Napoleon pulled up next to him. “More like Mother Mary,” he said between gasps before adding, “I guess I was wrong about her being too small to handle the gun, huh?”
Trudy came to view in the doorway, her forehead bleeding a bit, her eyes wide with shock.
When she finally looked down and saw Parker below it was with a look of utter relief and fear. Tough girl, yes. But she still began to cry.

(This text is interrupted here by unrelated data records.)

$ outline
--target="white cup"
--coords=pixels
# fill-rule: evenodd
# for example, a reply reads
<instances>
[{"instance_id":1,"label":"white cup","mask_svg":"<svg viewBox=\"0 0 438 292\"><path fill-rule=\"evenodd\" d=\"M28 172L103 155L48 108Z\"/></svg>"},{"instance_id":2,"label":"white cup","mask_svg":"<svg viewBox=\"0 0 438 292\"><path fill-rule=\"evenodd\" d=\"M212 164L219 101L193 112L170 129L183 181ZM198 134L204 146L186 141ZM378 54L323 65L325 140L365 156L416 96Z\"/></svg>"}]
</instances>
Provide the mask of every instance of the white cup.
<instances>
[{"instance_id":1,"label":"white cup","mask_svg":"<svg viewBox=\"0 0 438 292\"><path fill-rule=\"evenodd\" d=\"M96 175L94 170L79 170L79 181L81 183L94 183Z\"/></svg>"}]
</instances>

Parker wanted to hold her in his arms and tell her that it was okay to cry.
You always do af
ter your first kill.
CHAPTER 26
AS THE BLUE PULSED through Kyle’s broken right wrist the pain was excruciating, but it had to be done. The Gray Man was losing his battle. It was obvious that he’d been assigned the three toughest of the group. The Nazi men were strong and vicious, each holding one of The Gray Man’s upper arms with one hand as they beat on his body, ribs, stomach and throat in alternating waves and with stunning accuracy.
The salamander woman, meanwhile, seemed to be relishing his torture, tightening her tail around The Gray Man’s face as his hands struggled to free himself from her grip. His hat had been knocked to the ground and was being stepped on by his own two feet as he stumbled backwards and forwards, swinging his body from side to side in an effort to shake her loose.
Meanwhile, the coyote creatures had continued wave after wave of bites and tears at Kyle’s body. He would spin one off just long enough for the other to sink his teeth into his thigh, spin that one off just as the other returned to bite his waist. They were no coyotes of this world. They moved way too fast.
As the blue pulsed into his arms they again attempted to attack him there, but by blind luck, the unthinkable happened; he fell on to his knees. This was what he’d been trying to avoid all along, being dragged down to their level. Down here they could get at his face and throat. But, instead, it finally got him a bit of distance, for just a split second, and that was all he needed to bring his hands up and release the power within them. The aim of his right hand, being in such bad shape, was poor, but the blast still clipped one of them in the shin, blowing the limb to pieces as the demon teetered for a moment, still trying to advance on three legs, before it fell sideways and began to thrash around.
The aim of Kyle’s left hand had been true, though; it caught the other one dead center in the stomach, its guts blowing out before it fell over dead.
Upon seeing his partner go down, the remaining creature snarled, righted himself and began a wobbly charge.
Kyle tried to retreat on his haunches but it was no use. The creature bit into his foot and started crawling up his leg. Without really thinking, Kyle reached out, grabbed it on each side of its head and, as its fangs snapped, into the empty air, Kyle pulsed the blue from his one hand to the other, straight through the creature’s head, leaving behind the stump of its neck pierced by what was left of its spine, a sharp white bone charred black around the tip.